Kudzu is native to Japan and China and was first seen in the United States at the Philadelphia Centennial Exposition of 1876. Soon there after it was being used by some home owners as a decorative porch vine. By the turn of the century a man named C. E. Pleas of Chipley Florida was instrumental in pushing the plant as a cheap forage for livestock. In the 30's the U S government gave out 85 million kudzu seedlings to southern land owners in an attempt to stop erosion caused by poor soil conservation techniques and cotton farming. They went so far as to offer farmers $8 for every acre of kudzu they planted. In the 40's kudzu festivals were being held in many small southern towns complete with a "kudzu queen" being crowned. At this time the Kudzu Club of America had over 20,000 members. But by the 50's kudzu was being recognized as a pest. It was growing over it's boundaries, swallowing up land needed for other uses and costing farmers and towns large sums of money to control. Because each vine from a planting can grow over 60 feet in one season (a foot a day in early summer) and it's roots sometimes stretch over 12 feet into the ground, it proved to be a formidable enemy to pesticide. By the 70s the vine was listed by the USDA as a common weed.

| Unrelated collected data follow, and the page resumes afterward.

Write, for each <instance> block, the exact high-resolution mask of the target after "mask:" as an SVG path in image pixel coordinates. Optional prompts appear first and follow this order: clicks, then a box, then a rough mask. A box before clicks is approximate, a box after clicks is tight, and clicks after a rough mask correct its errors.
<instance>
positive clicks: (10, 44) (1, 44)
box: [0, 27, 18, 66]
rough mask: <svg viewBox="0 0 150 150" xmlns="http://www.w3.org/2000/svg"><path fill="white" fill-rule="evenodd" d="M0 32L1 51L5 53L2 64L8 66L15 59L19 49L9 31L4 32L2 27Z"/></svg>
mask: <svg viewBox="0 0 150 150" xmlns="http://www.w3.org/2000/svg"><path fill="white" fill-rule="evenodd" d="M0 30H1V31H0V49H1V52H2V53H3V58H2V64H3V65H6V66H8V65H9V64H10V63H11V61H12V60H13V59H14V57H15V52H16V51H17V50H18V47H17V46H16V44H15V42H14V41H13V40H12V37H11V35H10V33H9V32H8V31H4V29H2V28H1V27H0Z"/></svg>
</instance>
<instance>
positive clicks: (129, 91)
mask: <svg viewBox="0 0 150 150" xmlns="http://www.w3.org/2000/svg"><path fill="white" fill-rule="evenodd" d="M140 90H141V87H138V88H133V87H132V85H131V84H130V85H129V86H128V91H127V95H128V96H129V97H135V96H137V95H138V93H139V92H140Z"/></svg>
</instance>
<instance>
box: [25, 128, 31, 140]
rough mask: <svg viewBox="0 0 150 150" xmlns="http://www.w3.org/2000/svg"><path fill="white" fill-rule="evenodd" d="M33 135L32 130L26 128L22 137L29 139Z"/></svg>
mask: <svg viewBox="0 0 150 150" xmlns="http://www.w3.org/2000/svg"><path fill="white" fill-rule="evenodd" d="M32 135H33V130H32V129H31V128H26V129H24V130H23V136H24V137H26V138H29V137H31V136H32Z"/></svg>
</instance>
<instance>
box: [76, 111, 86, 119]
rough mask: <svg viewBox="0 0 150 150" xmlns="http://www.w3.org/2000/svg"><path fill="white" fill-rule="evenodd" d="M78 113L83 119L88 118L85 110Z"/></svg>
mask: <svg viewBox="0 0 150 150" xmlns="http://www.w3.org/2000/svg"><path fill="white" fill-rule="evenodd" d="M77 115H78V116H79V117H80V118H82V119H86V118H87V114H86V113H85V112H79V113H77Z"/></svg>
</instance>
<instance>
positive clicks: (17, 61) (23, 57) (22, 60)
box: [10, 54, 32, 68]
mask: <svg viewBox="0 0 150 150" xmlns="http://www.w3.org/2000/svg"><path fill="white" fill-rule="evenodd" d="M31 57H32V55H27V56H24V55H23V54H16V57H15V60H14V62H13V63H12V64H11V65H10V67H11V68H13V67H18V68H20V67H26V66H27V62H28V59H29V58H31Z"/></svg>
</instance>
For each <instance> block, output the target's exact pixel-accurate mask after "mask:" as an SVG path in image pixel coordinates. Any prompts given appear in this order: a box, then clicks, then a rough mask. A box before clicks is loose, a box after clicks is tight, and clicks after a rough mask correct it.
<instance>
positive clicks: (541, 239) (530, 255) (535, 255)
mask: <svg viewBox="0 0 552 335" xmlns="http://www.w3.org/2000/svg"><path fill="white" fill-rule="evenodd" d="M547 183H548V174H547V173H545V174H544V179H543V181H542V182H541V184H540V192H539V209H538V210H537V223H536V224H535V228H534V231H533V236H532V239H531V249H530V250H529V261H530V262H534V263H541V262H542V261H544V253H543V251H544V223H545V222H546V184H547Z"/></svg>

But some southerners say that the vine itself isn't the worst part of kudzu. The worst part is what lives in the vines.

When Kudzu Monkeys Go Bad

"We called them kudzu monkey's when we were growing up," Robin Deere told me. "If me and my brother got into trouble my mom would always say she was going to throw us into the kudzu patch and let the kudzu monkeys get us. I never saw one but my brother said he did. He was out on our porch one day when he was 12 or 13 and said he saw this brown animal come out from the patch across the road from our house. It looked just like a monkey you would see on TV except it had real sharp teeth. Joe (his brother) watched it and swore that it dug little holes in the ground, put something inside them and covered them up. Then it climbed back into the vines and disappeared. After my brother told me about it I went across the road with him and he showed me the little covered up holes. I dug one up and found 2 or 3 little seeds in there. I think that's how the stuff grows so fast, the kudzu monkeys plant it when no one is looking."

I interviewed Robin in a restaurant and as he finished his story another man who had overheard us, interrupted.

"Oh yeah, kudzu monkeys are real," said David Rogers of Graceville, Florida. "When I was a kid my Dad worked for the Florida Department of Transportation. He came home one day with a cut on his leg. When Mom asked him what it was he said that he had been cutting back kudzu on the side of the highway and a kudzu monkey had attacked him. Bit clean through his dungarees and straight into the skin. I won't go near the stuff"

sources

interview with Robin Deere, June 7th, 1998

interview with David Rogers, June 7th, 1998

"A History of Alabama" editor Robert Fargen, Sawyer Press, 1989

"The Kudzu Vine" article in the Dothan Alabama Public Library bulletin board, no author given.